Admittedly, it took a car accident on the 10 to get this New York City girl who grew up riding the subway and bus everywhere to commute by bus in LA. But frankly, as drivers in LA, most of us have had teachable moments like my wife’s accident, which was caused by a driver who was probably texting. Though the ride is not long enough to get through a book chapter, my wife, like many of her fellow commuters, tends to read and listen to her iPod while commuting.
Currently a communications and business consultant, my bus of choice is the Metro Wilshire 720 Rapid. While I am waiting for the Subway to the Sea and a true dedicated bus rapid transit (BRT) line to be built along Wilshire, I find the 720 a far less stressful way to get to meetings in Beverly Hills and downtown, than driving.
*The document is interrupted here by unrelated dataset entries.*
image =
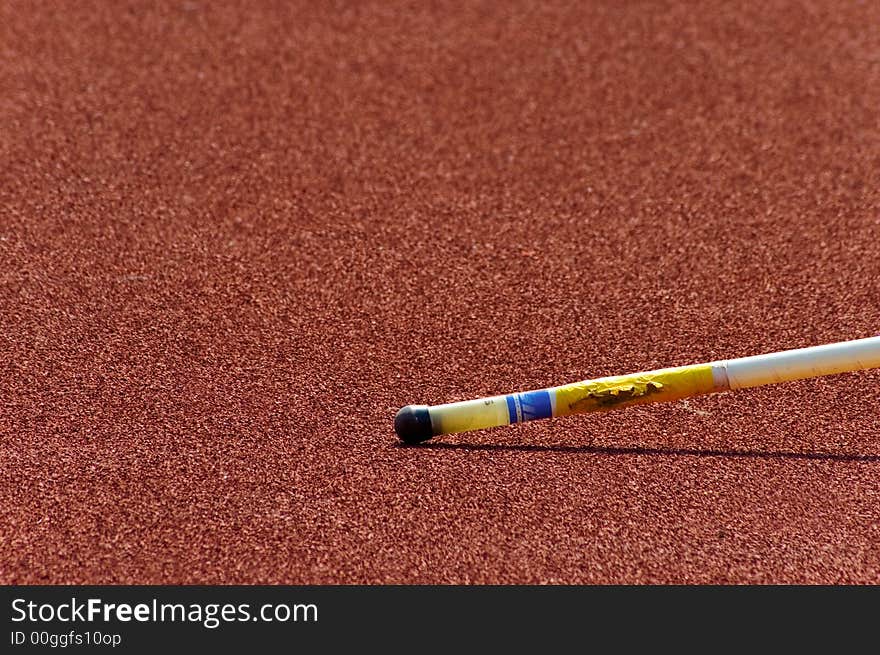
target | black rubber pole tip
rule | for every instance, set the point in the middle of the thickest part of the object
(413, 424)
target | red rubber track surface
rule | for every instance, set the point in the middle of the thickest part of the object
(236, 237)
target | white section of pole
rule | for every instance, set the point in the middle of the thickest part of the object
(802, 363)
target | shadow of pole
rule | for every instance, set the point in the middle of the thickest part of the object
(662, 452)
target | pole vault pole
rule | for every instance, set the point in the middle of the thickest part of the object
(417, 423)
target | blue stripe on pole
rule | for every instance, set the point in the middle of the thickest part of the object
(511, 409)
(535, 405)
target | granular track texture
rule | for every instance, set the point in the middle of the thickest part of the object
(235, 237)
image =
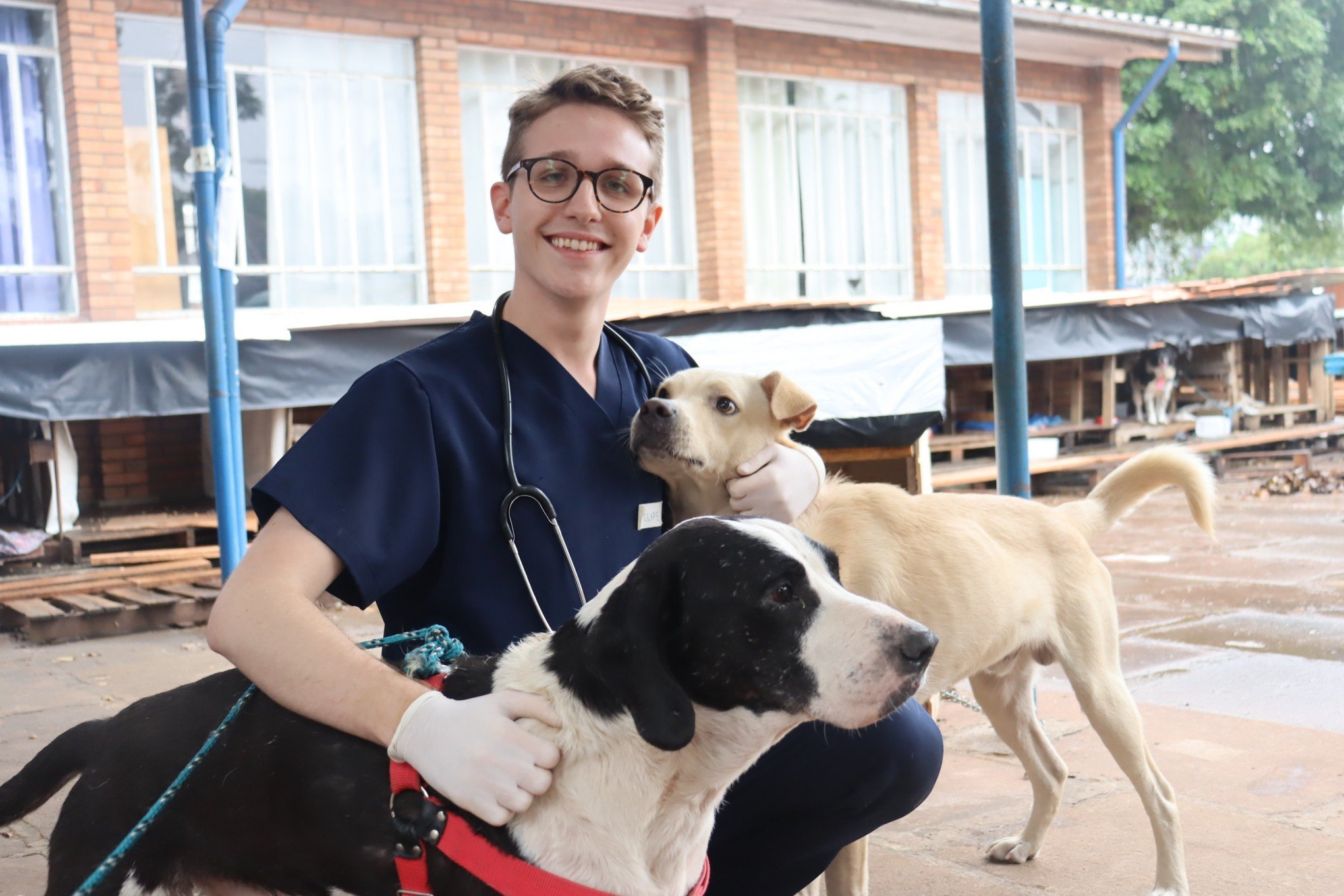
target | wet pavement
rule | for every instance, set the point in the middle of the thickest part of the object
(1235, 655)
(1234, 650)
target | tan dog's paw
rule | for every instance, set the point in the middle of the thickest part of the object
(1013, 849)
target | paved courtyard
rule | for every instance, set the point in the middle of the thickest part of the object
(1234, 650)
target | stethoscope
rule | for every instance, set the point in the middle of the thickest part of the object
(518, 490)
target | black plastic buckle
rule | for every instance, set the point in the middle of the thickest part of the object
(416, 821)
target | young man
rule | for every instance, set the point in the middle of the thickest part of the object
(394, 497)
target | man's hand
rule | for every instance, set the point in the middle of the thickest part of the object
(475, 752)
(779, 483)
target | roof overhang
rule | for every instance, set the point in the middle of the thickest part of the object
(1045, 30)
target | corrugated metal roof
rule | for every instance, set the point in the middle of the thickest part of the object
(1113, 15)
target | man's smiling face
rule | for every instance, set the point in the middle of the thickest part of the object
(576, 250)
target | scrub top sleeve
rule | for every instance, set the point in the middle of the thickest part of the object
(364, 480)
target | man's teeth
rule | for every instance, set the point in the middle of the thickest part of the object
(578, 245)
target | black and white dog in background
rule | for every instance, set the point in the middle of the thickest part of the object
(1152, 379)
(719, 638)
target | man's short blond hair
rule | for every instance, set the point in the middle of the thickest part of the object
(596, 85)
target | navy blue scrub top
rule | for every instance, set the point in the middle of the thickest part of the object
(404, 477)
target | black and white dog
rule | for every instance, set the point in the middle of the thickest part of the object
(699, 656)
(1154, 383)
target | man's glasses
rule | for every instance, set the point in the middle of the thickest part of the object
(555, 181)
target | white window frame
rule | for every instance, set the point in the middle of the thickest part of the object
(901, 238)
(683, 203)
(279, 271)
(975, 209)
(10, 57)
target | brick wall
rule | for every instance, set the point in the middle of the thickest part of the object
(1102, 109)
(136, 460)
(97, 157)
(718, 161)
(714, 50)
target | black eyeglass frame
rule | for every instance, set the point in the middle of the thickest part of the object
(526, 164)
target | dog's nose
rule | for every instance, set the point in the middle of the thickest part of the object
(916, 646)
(658, 408)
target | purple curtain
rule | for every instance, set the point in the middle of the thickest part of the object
(27, 292)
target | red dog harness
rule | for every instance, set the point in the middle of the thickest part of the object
(482, 858)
If I am heading all the way downtown, I tend to transfer to the Purple Line subway at Wilshire and Western. That’s the current end of the line for the Wilshire subway that, but for politics, should have been completed to Santa Monica years ago. On a Metro subway map the Wilshire Purple Line looks to me like a stump, wrongly amputated by two of the Westside’s longest serving, and generally well-regarded politicians. Perhaps that is why they are both now working so hard to help along the line they hindered so effectively for so long at everyone’s expense.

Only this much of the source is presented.